Vinod Mubayi and Raza Mir


Narendra Modi’s recent acknowledgement that the aim of demonetization is to usher in a “cashless society” is a tacit admission of the fact that the goal is to greatly expand the fledgling financial product industry of credit cards, e-wallets, paytms and more and thus divert more resources from the pockets of the great masses of the poor to add to the fortunes of those atop this sector. For example, in every transaction of Re. 100, the aam aadmi will now have to lose Re. 2.50 or so paid as “transaction” fees to those who issue the plastic cards or their electronic equivalents. Considering that almost 90% of transactions in the Indian economy were carried out in cash, converting even a fraction to cashless forms is guaranteed to generate a bonanza for current and future cronies of Modi who stand to prosper from his risky diktat even as the masses suffer and the economy itself declines in the interim. This upward redistribution of resources, while shedding crocodile tears for the state of the poor, is the hallmark of Modi’s economic policies.


It is evident now that the original reason advanced for demonetization, dealing a death blow to black money, was just another jumla, on the lines of Modi’s earlier promise to give Re. 15 lakhs to every Indian by seizing the famed Swiss bank accounts of dishonest Indians. In fact, the best way to understand Modi’s actions is to ask cui bono? (who benefits). The Gujarat model of Modi basically involved gifting the state’s resources, mainly land, water, and the environment, to enrich the likes of Adani and Ambani who were allowed to set up polluting industries with weak controls in environmentally sensitive areas.

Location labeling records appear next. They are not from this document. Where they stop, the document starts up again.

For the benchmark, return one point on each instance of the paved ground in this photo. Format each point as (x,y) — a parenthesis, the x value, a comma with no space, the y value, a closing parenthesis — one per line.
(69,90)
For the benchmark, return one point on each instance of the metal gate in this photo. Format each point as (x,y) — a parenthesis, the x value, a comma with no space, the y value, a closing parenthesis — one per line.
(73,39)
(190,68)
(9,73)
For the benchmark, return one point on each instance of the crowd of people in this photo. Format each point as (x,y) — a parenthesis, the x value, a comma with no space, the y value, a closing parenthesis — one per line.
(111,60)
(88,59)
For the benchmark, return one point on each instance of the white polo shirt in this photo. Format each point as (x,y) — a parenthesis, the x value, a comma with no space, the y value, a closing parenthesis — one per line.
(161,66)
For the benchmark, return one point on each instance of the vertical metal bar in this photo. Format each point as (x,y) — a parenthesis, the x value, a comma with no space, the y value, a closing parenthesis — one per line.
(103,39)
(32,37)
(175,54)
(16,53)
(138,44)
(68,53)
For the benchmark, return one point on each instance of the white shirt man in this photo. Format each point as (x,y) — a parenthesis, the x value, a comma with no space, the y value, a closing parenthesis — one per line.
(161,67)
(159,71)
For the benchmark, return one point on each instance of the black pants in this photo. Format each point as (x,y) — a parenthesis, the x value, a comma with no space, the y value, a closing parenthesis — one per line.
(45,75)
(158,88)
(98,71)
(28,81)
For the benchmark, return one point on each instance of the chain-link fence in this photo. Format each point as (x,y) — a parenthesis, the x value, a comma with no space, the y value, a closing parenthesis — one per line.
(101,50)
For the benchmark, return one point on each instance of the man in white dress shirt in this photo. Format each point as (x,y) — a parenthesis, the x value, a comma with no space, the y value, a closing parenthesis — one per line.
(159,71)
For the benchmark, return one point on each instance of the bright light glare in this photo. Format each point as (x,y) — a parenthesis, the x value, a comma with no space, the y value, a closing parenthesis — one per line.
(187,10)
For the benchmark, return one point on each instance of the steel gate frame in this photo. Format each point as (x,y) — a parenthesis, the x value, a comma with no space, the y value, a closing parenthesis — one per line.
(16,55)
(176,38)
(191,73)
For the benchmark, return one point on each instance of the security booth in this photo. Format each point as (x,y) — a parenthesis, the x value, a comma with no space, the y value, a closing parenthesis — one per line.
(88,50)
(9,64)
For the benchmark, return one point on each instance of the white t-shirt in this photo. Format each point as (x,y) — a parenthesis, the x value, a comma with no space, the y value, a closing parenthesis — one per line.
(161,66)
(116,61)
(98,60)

And, no doubt, the Adanis of this world repaid Modi and his political machine generously as demonstrated by the election budget of the BJP in the 2014 national election – it was 7 times larger than its nearest competitor.


While demonetization was undoubtedly undertaken with multiple objectives in mind, the huge risks of the maneuver have been demonstrated by the many conflicting and contradictory directives issued in the last 40-odd days by different authorities like the Ministry of Finance and the Reserve Bank. It is apparent that the bureaucrats in-charge of implementation have little idea themselves of what the policy is or what it is designed to achieve. However, despite the enormous dislocation in the lives of millions of people, Modi himself seems to escaped unscathed and unblamed, at least so far, the consequences of his actions.


Meanwhile, the malaise at the heart of Indian society, hyper-nationalism and hyper-patriotism, seems to have spread to other institutions. In recent years, India’s Supreme Court was known more for its encouragement of public interest litigation and its judgments on protecting the environment. This same institution in an embarrassing display of jingoism has now made it mandatory for the national anthem to be played at the end of each film show in every cinema and for the entire audience to stand while the national flag is displayed on the screen. This demarche on the part of India’s highest judicial body is on par with the bellicose rhetoric of surgical strikes of the current political establishment.